Paramedics respond to a 911 call to find an elderly patient who’s having difficulty breathing. Anxious and disoriented, the patient has trouble remembering all the medications he’s taking, and with his shortness of breath, speaking is difficult. Is he suffering from acute emphysema or heart failure? The symptoms look the same, but initiating the wrong treatment regimen will increase the patient’s risk of severe complications.
Researchers from MIT’s Research Laboratory of Electronics, working with physicians from Harvard Medical School and the Einstein Medical Center in Philadelphia, believe that repurposing a piece of medical equipment standard in all ambulances in the United States and Europe could help paramedics make this type of field diagnosis.
In the December issue of IEEE Transactions on Biomedical Engineering, they present a new algorithm that can, with high accuracy, determine whether a patient is suffering from emphysema or heart failure based on readings from a capnograph –a machine that measures the concentration of carbon dioxide in a patient’s exhalations.
“This machine is ubiquitous,” says George Verghese, the Henry Ellis Warren Professor of Electrical and Biomedical Engineering at MIT and one of the paper’s coauthors. “It’s actually in every emergency department and operating room. But the use that they’ve typically made of it is much more limited than what we were attempting here.”
In the United States, capnography was first introduced in the 1980s, as a way to aid medical professionals inserting breathing tubes into the tracheas of sedated patients. If the tube were accidentally inserted into the esophagus — which leads to the stomach, rather than the lungs — the capnograph would measure no carbon dioxide concentrations at all.
In that context, a capnogram is easy to read. If the capnograph displays a regular wave pattern, with crests for exhalations and troughs for inhalations, the tube has been inserted properly. If the capnogram flatlines, it hasn’t been.
Rich signal
But over time, physicians observed that the capnograms of patients with congestive heart failure and emphysema — or chronic obstructive pulmonary disease, as it’s known in the medical literature — were subtly but consistently different both from each other and from those of healthy subjects.

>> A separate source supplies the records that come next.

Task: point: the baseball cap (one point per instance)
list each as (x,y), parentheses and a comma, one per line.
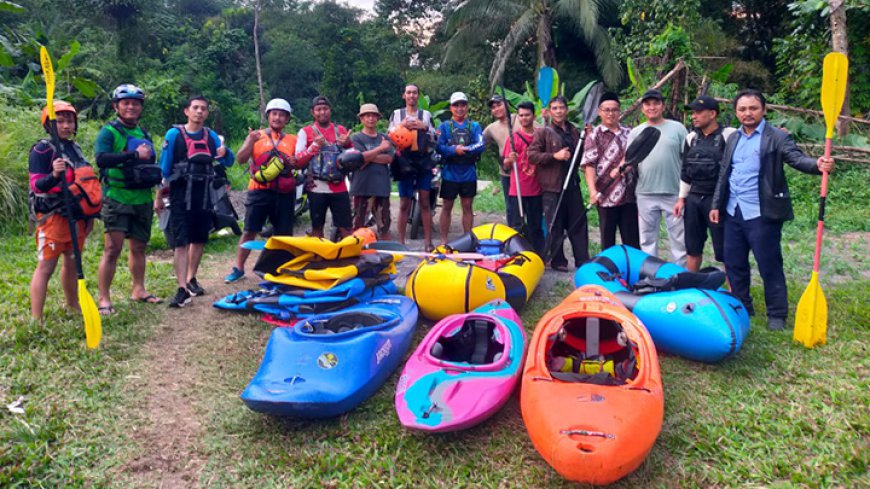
(458,97)
(652,93)
(704,102)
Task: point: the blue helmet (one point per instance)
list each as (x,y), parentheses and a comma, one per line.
(128,90)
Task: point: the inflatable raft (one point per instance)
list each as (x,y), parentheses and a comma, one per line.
(463,371)
(591,394)
(328,364)
(683,312)
(442,286)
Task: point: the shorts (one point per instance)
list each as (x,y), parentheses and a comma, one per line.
(423,181)
(696,220)
(266,204)
(379,208)
(53,238)
(133,220)
(337,203)
(449,190)
(189,226)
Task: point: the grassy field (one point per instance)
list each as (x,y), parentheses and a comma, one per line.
(774,415)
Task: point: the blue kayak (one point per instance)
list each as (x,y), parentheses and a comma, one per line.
(686,313)
(328,364)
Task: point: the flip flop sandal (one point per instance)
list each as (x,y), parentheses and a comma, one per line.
(149,299)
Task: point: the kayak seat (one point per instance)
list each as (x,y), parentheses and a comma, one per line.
(609,359)
(474,343)
(341,323)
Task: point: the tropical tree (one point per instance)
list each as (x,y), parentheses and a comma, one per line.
(517,22)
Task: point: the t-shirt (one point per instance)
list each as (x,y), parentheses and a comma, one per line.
(374,179)
(529,186)
(659,172)
(107,142)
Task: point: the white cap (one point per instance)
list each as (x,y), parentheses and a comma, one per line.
(458,97)
(279,104)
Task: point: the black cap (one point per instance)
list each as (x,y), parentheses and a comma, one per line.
(652,93)
(496,99)
(608,96)
(704,102)
(320,100)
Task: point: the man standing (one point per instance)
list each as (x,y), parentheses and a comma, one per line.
(701,157)
(419,163)
(318,146)
(187,162)
(753,193)
(495,136)
(530,190)
(370,185)
(460,144)
(658,183)
(604,152)
(551,151)
(125,155)
(272,187)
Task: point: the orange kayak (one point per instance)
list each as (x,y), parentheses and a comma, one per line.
(591,392)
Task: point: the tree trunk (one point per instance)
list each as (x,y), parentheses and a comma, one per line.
(840,44)
(257,60)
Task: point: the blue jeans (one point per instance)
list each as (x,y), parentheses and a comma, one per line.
(510,205)
(762,237)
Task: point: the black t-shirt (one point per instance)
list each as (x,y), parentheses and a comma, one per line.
(374,179)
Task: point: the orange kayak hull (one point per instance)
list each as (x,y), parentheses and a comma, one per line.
(592,432)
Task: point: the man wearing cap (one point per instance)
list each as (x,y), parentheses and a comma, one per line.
(370,185)
(658,181)
(551,151)
(495,136)
(702,154)
(603,152)
(752,199)
(460,144)
(318,146)
(272,186)
(420,163)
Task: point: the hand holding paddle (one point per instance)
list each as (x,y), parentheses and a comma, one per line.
(811,316)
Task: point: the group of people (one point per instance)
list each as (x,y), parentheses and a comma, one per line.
(725,181)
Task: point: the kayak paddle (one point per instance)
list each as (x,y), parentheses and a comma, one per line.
(811,316)
(90,313)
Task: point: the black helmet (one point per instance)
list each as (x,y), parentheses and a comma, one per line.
(350,160)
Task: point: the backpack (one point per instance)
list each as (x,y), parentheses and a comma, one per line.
(135,174)
(196,169)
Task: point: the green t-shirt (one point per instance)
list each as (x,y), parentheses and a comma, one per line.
(109,140)
(659,173)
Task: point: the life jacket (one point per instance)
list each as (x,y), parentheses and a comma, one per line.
(267,148)
(84,188)
(703,160)
(323,165)
(135,174)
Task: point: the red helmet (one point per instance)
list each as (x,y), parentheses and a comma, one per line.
(59,106)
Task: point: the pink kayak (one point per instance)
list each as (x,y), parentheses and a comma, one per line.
(464,370)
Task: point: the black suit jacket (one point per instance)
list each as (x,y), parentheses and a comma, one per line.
(777,147)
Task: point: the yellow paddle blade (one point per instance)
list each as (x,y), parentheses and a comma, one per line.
(91,316)
(48,73)
(811,317)
(835,75)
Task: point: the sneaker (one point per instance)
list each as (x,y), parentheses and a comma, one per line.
(181,299)
(235,275)
(194,288)
(776,324)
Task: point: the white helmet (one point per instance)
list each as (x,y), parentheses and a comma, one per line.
(279,104)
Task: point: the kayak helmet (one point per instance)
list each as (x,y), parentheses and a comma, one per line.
(59,106)
(279,104)
(402,137)
(350,160)
(126,91)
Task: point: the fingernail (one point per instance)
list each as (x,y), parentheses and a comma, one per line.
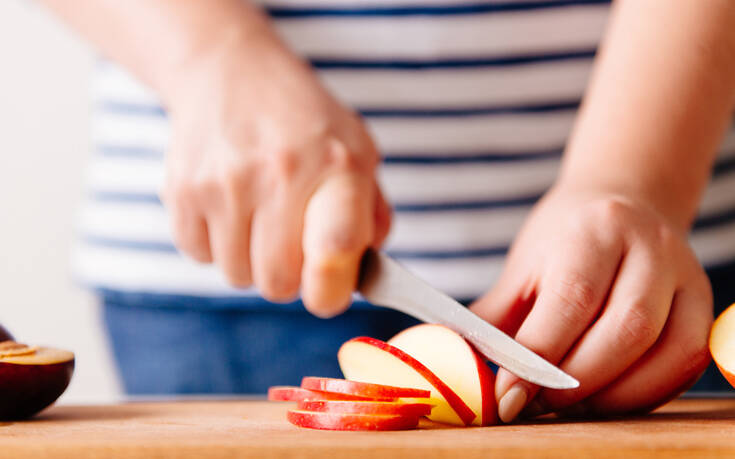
(534,409)
(575,411)
(512,403)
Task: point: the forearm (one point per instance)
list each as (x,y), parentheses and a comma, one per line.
(660,99)
(159,39)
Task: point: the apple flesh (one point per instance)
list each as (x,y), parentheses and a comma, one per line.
(366,407)
(31,378)
(456,362)
(722,343)
(345,421)
(361,389)
(296,394)
(371,360)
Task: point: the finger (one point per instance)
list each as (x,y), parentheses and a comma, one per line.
(230,242)
(674,363)
(191,234)
(634,317)
(338,227)
(508,303)
(276,253)
(572,291)
(383,217)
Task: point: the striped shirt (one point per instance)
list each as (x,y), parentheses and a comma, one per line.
(470,103)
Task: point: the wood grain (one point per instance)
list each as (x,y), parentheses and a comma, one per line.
(227,429)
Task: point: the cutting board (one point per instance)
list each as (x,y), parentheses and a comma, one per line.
(258,429)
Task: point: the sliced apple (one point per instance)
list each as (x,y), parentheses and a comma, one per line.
(361,389)
(455,362)
(295,394)
(366,407)
(722,343)
(341,421)
(371,360)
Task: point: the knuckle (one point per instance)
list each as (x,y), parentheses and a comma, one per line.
(695,353)
(577,297)
(637,329)
(237,275)
(610,210)
(284,164)
(279,286)
(234,179)
(346,242)
(343,158)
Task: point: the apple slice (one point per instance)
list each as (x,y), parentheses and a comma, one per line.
(342,421)
(455,362)
(353,407)
(371,360)
(722,343)
(361,389)
(295,394)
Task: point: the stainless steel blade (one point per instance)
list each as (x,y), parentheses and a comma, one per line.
(385,283)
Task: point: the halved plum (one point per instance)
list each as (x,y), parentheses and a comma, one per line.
(31,378)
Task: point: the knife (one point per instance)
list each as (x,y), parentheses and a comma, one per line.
(384,282)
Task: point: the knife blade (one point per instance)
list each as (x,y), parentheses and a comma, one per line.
(384,282)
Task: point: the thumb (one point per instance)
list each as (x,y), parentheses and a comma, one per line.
(383,218)
(338,227)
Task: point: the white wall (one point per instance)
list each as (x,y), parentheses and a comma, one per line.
(44,141)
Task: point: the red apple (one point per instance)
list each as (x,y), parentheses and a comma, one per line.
(370,360)
(342,421)
(366,407)
(722,343)
(361,389)
(5,335)
(455,362)
(31,378)
(295,394)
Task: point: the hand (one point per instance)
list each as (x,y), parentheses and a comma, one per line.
(270,177)
(608,289)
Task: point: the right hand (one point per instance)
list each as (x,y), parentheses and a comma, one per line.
(271,178)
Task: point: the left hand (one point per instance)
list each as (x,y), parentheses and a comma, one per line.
(608,289)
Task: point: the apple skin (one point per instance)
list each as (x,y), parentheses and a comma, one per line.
(721,338)
(456,362)
(463,412)
(5,335)
(25,390)
(360,407)
(296,394)
(361,389)
(341,421)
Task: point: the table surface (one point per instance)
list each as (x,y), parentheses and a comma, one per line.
(222,429)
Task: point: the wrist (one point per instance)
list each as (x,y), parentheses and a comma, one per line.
(677,211)
(236,50)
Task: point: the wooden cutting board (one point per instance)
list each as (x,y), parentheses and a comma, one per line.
(225,429)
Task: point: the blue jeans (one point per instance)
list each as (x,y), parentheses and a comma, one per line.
(162,347)
(177,345)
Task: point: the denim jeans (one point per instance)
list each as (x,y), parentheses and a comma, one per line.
(170,349)
(178,345)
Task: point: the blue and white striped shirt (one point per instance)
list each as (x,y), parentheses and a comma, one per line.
(471,104)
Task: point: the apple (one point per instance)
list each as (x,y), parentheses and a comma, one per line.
(295,394)
(5,335)
(344,421)
(366,407)
(456,362)
(722,343)
(361,389)
(31,378)
(371,360)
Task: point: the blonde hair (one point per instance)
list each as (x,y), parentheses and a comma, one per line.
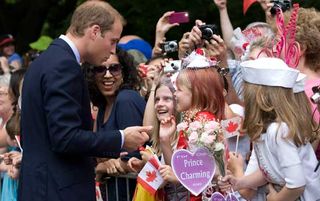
(93,13)
(206,86)
(265,105)
(166,82)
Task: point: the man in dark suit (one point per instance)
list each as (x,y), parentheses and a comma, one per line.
(56,125)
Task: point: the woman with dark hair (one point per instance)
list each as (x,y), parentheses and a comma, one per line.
(113,89)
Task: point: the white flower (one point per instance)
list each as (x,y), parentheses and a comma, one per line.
(194,126)
(219,146)
(211,126)
(182,126)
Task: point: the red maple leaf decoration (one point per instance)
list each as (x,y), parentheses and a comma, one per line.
(232,127)
(151,176)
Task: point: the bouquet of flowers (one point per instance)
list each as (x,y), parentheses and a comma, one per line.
(205,132)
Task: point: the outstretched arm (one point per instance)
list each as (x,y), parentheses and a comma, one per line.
(226,26)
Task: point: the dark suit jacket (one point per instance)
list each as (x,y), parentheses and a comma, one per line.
(56,128)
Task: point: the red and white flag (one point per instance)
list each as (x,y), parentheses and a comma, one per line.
(149,177)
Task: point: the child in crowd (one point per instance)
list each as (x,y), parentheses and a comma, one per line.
(200,94)
(282,155)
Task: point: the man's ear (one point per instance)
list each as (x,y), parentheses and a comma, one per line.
(95,31)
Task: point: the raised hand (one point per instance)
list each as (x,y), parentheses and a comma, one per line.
(163,25)
(111,167)
(135,164)
(135,137)
(217,48)
(167,174)
(195,35)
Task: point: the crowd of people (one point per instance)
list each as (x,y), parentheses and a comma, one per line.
(82,111)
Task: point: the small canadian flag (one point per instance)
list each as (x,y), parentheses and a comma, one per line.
(149,177)
(231,127)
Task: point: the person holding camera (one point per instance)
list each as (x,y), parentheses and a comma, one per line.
(56,123)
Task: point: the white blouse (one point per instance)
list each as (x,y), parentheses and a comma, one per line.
(283,163)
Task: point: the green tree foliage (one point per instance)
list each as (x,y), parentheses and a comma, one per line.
(28,19)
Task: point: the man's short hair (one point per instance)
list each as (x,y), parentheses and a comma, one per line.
(93,12)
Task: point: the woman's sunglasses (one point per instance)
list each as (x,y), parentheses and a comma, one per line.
(114,69)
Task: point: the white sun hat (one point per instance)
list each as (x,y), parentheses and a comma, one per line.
(270,72)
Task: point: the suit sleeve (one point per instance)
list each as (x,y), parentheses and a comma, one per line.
(65,102)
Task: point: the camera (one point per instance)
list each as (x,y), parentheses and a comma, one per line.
(172,66)
(315,98)
(207,30)
(169,46)
(284,5)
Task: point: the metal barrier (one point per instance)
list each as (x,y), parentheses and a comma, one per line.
(127,177)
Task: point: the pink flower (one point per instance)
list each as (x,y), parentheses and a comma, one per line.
(211,126)
(182,126)
(193,138)
(194,126)
(207,139)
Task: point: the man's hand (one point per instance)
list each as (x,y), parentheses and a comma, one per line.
(167,128)
(135,136)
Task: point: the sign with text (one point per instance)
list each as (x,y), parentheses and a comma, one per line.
(194,170)
(216,196)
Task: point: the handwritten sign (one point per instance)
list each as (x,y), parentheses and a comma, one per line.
(194,170)
(216,196)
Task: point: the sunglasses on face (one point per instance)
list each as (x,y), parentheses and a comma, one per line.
(114,69)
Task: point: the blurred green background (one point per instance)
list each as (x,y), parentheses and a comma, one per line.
(28,19)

One of those physicians, Baruch Krauss, an emergency-medicine specialist at Boston Children’s Hospital and an associate professor at Harvard Medical School, thought that the capnographic signal could be a source of diagnostically useful information, particularly for paramedics. A blood test performed in a hospital lab can accurately distinguish emphysema and heart failure, but it takes about an hour from the time a sample is received — too long for a patient who’s distressed enough to call 911.
Krauss was aware that the Computational Physiology and Clinical Inference Group at RLE specialized in novel diagnostic applications of minimally invasive sensors, so he requested a meeting with the group’s leaders, Verghese and assistant professor of electrical and biomedical engineering Thomas Heldt, who has since joined MIT’s Institute of Medical Engineering and Science. “We didn’t even know the word ‘capnography’ until Baruch set up a meeting with us and came and told us about it,” Verghese says.
Verghese and Heldt recruited Rebecca Mieloszyk, a student in their group who had just begun her master’s degree, to investigate the relationship between patients’ capnograms and their ultimate diagnoses.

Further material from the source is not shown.